In recent years, the hot topic of big Data has been a wave, and more and more people are concerned about the application of large data. Overall, people are optimistic about the prospects for big data, such as the technical features of big data, and it's easiest to remember 4 "V": vast (large numbers), produced (variety), velocity (rapid growth) and value (high total value). These are all right, but carefully, they are all biased towards the positive advantages of big data. But in fact, Big also has the big difficulty, the big data also inevitably has some negative disadvantage. These negative disadvantages can be summed up in four points:
inflated--Big data is fat. Large data is not only reflected in the number of rows of data records, more reflected in the number of field variables, which for the analysis of the correlation between many factors brought difficulty. Even the simplest analysis of variance, calculate one or two rows, calculate one hundred or two hundred is daunting.
unstructured--large data is unstructured. The structure of large data is also very complex, including such as turnover, time and other continuous variables, such as gender, work type, such as discrete variables such as the traditional structured data, but also add such as text, social networks, and even voice, image and many other new unstructured data, The amount of information contained in these unstructured data is often even greater, but the analytical approach is slightly thinner.

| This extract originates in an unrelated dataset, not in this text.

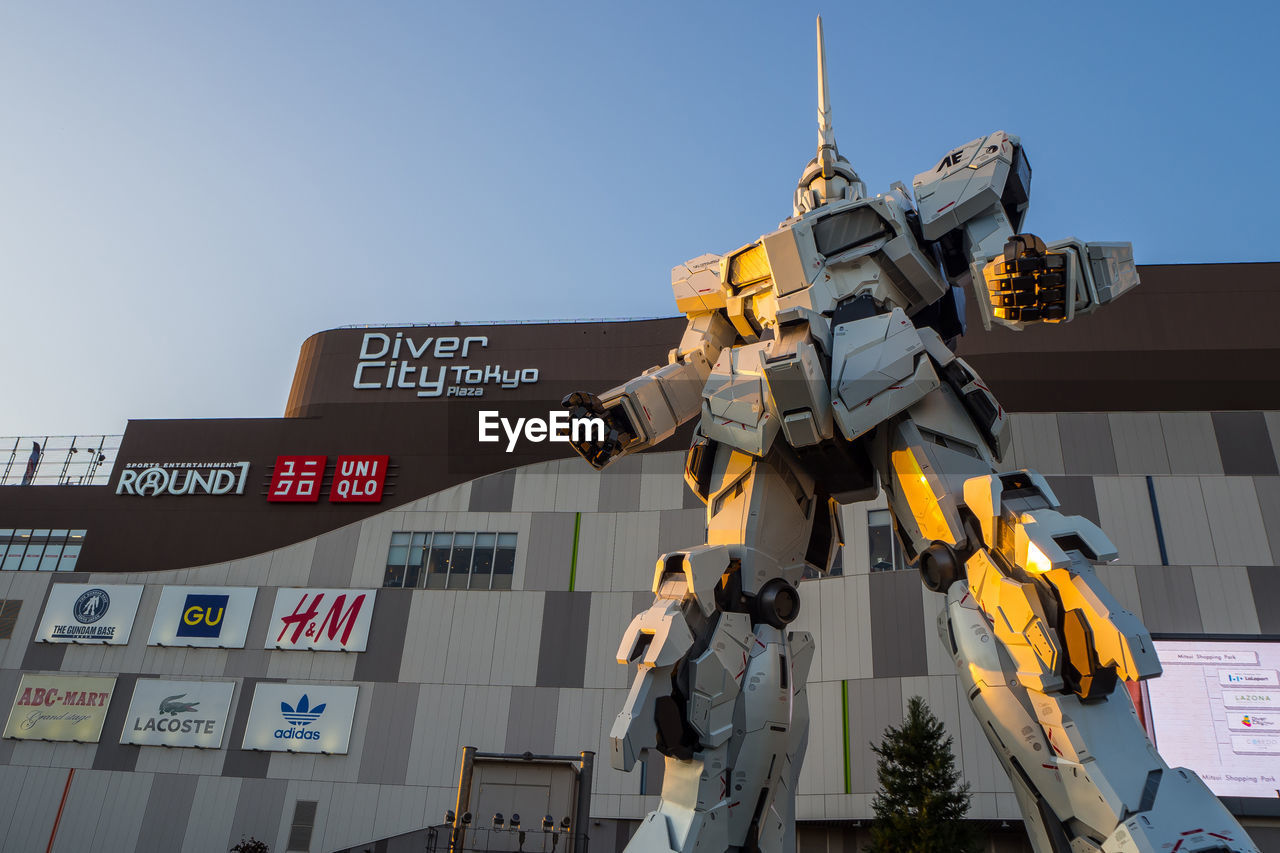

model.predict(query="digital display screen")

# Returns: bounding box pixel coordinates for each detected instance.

incomplete--large data is incomplete. In the real world, data loss is a common phenomenon due to the incomplete information of user registration and the error of computer data storage. In large data scenarios, data loss is more common, which adds to the risk of uncertainty for later analysis and modeling quality.
abnormal--large data is abnormal. Similarly, in the real world, there are quite a few outliers (outlier) in the big data. For example, some continuous variables (such as the amount of transactions in a short period of time) are too large, some discrete variables (such as a selected product name) in the number of a horizontal value appears too little, and so on. If not removed, it is likely to interfere with the calculation and evaluation of model coefficients; This left analysts with a dilemma.

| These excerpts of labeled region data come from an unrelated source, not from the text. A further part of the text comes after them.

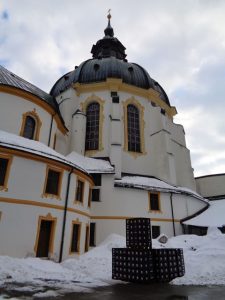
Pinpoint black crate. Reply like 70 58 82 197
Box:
112 248 154 282
153 249 185 282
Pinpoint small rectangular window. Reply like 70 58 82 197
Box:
0 158 9 186
70 223 81 252
91 174 102 186
88 188 92 207
149 193 161 211
92 189 100 202
75 179 84 203
45 169 61 196
152 226 160 239
89 223 96 247
84 225 90 252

The ancient Confucius, "warm and therefore know new", now, people use the analysis of large data, has been able to foresee and analyze a lot of the current era of the trend. But how can the authenticity of these analytical data be guaranteed? At present, our country's big data is in the development stage, if cannot handle these unfavorable factors blindly "follow the trend" to use, then the big data application superiority is difficult to play out. To really use large data is not a simple upgrade of data analysis under normal conditions, but a comprehensive work that requires great wisdom.
In fact, as long as the effective use of large data, can real-time monitoring of a variety of potential risks, improve production efficiency, more importantly for the enterprise to provide a lot of insights to enhance investment return and competitive advantage, but also to help enterprises from the multidimensional judgment of the global market potential business opportunities, to achieve rapid development. If there is no comprehensive, objective understanding of the process of large data, even if we can easily use large data to get a lot of predictable data, but also a bit of accuracy?
Therefore, we must have a comprehensive and objective understanding of the big data. The four difficulties mentioned in the paper are also important. Only in different business and data background to adopt different strategic tactics, can in the big data age, really play the leverage of large data, effectively improve the operational efficiency and market competitiveness.
The content source of this page is from Internet, which doesn't represent Alibaba Cloud's opinion;
products and services mentioned on that page don't have any relationship with Alibaba Cloud. If the
content of the page makes you feel confusing, please write us an email, we will handle the problem
within 5 days after receiving your email.
If you find any instances of plagiarism from the community, please send an email to:
info-contact@alibabacloud.com
and provide relevant evidence. A staff member will contact you within 5 working days.